Luis Almagro, the pugnacious head of the Organization of American States, said he wanted people “to make it impossible for the army or the Bolivarian guard to resist. That’s the best option, and I think the only peaceful way ahead in order to implement this,” he told the FT.
Brazil and the Caribbean coast are the other planned entry points for aid. On Tuesday, US national security adviser John Bolton met Brazilian foreign minister Ernesto Araujo at the White House and discussed Venezuela, “including logistics for providing humanitarian assistance”.
US secretary of state Mike Pompeo used capital letters to get his message across, tweeting: “LET THE AID REACH THE STARVING PEOPLE”. Donald Trump addressed the crisis in his State of the Union address on Tuesday, saying Mr Maduro’s policies have turned Venezuela “from being the wealthiest in South America into a state of abject poverty and despair”.
On Thursday the White House ratcheted up the pressure, releasing a video in Spanish comparing Mr Maduro to Stalin, Mussolini and Saddam Hussein.
Meanwhile, in an interview with a Uruguayan newspaper, Mr Guaidó said that if Venezuelan troops refused to allow the delivery of aid, outside intervention would be justified under the UN’s “responsibility to protect” doctrine.
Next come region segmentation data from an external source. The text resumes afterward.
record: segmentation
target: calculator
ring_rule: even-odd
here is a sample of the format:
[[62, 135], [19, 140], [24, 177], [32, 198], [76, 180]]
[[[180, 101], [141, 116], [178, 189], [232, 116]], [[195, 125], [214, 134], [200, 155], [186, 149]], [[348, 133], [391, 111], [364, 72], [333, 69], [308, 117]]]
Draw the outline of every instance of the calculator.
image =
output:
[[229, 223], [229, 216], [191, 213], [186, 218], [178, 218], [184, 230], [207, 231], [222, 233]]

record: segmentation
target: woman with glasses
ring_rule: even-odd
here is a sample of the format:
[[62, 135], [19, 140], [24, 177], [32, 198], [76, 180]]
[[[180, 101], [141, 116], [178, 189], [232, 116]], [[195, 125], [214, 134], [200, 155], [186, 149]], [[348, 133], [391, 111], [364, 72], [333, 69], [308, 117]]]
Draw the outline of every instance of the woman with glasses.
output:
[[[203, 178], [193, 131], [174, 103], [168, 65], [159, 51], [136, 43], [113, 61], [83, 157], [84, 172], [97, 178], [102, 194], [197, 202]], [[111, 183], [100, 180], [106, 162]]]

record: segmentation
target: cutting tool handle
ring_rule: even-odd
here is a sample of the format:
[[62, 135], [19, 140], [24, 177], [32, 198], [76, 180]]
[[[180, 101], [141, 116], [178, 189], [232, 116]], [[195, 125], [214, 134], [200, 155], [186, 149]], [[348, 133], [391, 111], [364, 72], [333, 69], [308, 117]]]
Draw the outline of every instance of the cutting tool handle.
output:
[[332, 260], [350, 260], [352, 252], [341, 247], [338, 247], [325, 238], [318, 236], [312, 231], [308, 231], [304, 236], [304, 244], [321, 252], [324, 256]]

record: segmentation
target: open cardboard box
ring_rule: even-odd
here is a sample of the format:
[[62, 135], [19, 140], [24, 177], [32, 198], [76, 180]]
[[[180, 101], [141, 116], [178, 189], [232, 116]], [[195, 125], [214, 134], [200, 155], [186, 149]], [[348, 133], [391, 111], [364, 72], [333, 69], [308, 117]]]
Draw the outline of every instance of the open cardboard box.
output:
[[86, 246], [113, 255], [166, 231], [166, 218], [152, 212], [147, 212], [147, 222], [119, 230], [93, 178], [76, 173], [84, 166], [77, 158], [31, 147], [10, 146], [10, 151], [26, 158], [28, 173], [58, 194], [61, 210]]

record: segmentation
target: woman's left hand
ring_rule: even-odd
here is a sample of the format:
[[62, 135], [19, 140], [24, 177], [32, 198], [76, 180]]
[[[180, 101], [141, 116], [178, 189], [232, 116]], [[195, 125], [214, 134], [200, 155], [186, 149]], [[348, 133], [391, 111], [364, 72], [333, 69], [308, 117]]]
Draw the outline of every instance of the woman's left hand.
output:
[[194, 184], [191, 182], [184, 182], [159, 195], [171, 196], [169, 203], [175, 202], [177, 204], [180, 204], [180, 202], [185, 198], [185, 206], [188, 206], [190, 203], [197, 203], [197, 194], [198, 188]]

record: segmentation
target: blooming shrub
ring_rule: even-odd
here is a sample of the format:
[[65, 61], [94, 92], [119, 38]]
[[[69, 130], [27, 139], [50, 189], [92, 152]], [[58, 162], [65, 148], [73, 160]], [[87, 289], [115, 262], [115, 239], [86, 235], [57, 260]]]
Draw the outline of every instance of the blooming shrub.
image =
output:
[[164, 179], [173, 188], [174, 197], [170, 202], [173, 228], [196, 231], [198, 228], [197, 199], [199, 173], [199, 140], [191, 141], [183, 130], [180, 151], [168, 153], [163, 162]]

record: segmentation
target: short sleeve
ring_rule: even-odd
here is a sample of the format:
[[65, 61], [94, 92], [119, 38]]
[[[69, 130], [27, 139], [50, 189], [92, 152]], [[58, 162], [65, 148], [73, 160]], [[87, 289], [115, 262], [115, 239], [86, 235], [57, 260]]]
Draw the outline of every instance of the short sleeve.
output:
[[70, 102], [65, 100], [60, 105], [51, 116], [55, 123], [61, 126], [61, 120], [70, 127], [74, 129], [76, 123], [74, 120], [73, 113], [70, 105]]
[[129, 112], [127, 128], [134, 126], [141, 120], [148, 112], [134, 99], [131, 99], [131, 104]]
With the world starkly divided on the claims to the Venezuelan presidency, there is, perhaps, a third way forward — one being explored by the European Union, Mexico and a handful of other Latin American nations. They met in Uruguay on Thursday to chart a path towards “free, transparent and credible presidential elections”.
But for the Venezuelan refugees in Cúcuta, victims of the biggest economic meltdown in modern Latin American history and one of the worst humanitarian crises on the planet, that seems a distant goal.
“Our priority right now is food and medicine,” said 49-year-old Albertina Aduey Hernández, as she waited to greet the Bogotá convoy.
“Maduro has to go,” she added, holding aloft a placard reading “Humanitarian Aid Now Now”. “How can one man cause so much misery in one country? We need change. And quickly.”